Results 1 to 22 of 22

Thread: Walther Shotgun

  1. #1
    Join Date
    Sep 2007
    Posts
    557

    Default Walther Shotgun

    A local dealer imported a number of German shotguns and while going thru them I found a prewar Walther 12 ga. Side by Side Shotgun. I wasn't aware that Walther made shotguns, so if anyone here has any information it would be appreciated.

  2. #2
    Join Date
    Dec 1969
    Location
    UK, Ont Canada, OR USA & Tokyo Japan
    Posts
    1,448

    Default Walther shotgun?

    I have found reference to an auto-loading shotgun on pages 215-217 of "Walther, A German Legend", by Manfred Kersten. This shotgun was invented by Carl Walther in 1921, produced by Walther for a while, then turned over to the Deutsche Werke company for further sales. Internally, the shotgun works like an upside-down Luger, with a toggle that "breaks" downwards (the pages covering this shotgun are titled "Die Kniegelink-Flinte" / "the knee-link shotgun"). The magazine is contained wholly in the forearm, the rear of which swings down from the receiver to load, and the factory specs on this shotgun say it should have a 27.5" barrel.

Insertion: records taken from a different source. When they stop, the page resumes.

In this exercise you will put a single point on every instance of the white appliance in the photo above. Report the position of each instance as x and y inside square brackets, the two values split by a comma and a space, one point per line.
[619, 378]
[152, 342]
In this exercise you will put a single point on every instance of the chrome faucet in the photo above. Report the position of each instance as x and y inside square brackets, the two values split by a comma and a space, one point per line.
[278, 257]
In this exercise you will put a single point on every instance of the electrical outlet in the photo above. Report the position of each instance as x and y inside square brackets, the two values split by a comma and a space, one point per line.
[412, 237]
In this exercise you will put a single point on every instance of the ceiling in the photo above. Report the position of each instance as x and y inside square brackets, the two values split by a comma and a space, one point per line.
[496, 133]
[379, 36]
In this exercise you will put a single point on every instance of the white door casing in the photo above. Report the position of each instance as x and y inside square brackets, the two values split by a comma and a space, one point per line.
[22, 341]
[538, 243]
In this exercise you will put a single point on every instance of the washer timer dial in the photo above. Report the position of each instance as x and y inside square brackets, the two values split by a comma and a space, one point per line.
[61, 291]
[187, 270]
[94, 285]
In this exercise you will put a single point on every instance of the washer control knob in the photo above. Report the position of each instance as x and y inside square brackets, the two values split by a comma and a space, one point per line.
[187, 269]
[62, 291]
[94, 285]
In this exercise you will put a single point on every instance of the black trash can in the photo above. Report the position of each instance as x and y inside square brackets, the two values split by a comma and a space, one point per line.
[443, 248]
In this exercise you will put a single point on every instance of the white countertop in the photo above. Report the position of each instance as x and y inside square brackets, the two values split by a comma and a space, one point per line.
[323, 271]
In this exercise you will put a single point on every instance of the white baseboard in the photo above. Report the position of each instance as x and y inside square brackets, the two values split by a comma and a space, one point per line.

    The Blue Book (25th ed) shows the Walther semi-auto shotgun as made in Zella Mehlis [Thur] from 1921 to 1931, with a top value of $875, which seems reasonable and would probably be about $1000 today. They are more desireable to Walther collectors than they would be as hunting shotguns.

    A blurb detailing a reprint of the 1934 Walther catalogue notes that - 'Walther’s only two hunting guns are shown in this reprint. They are side by side shotguns that are typical of the 1934 period in Germany. Both have Purdey-style dual under-lugs, utilize the Anson-Deeley boxlock design, and have the Greener cross-bolt locking system. These are the Models WSF and WSFD. For years an argument has been going on about whether Walther actually made these doublebarrel shotguns or not. Their ‘forte,’ or primary market, definitely was not in hunting guns of any type. Perhaps someday someone will definitely prove Walther did, in fact, make these double barrel guns. There was nothing different, fancy or unique about these guns.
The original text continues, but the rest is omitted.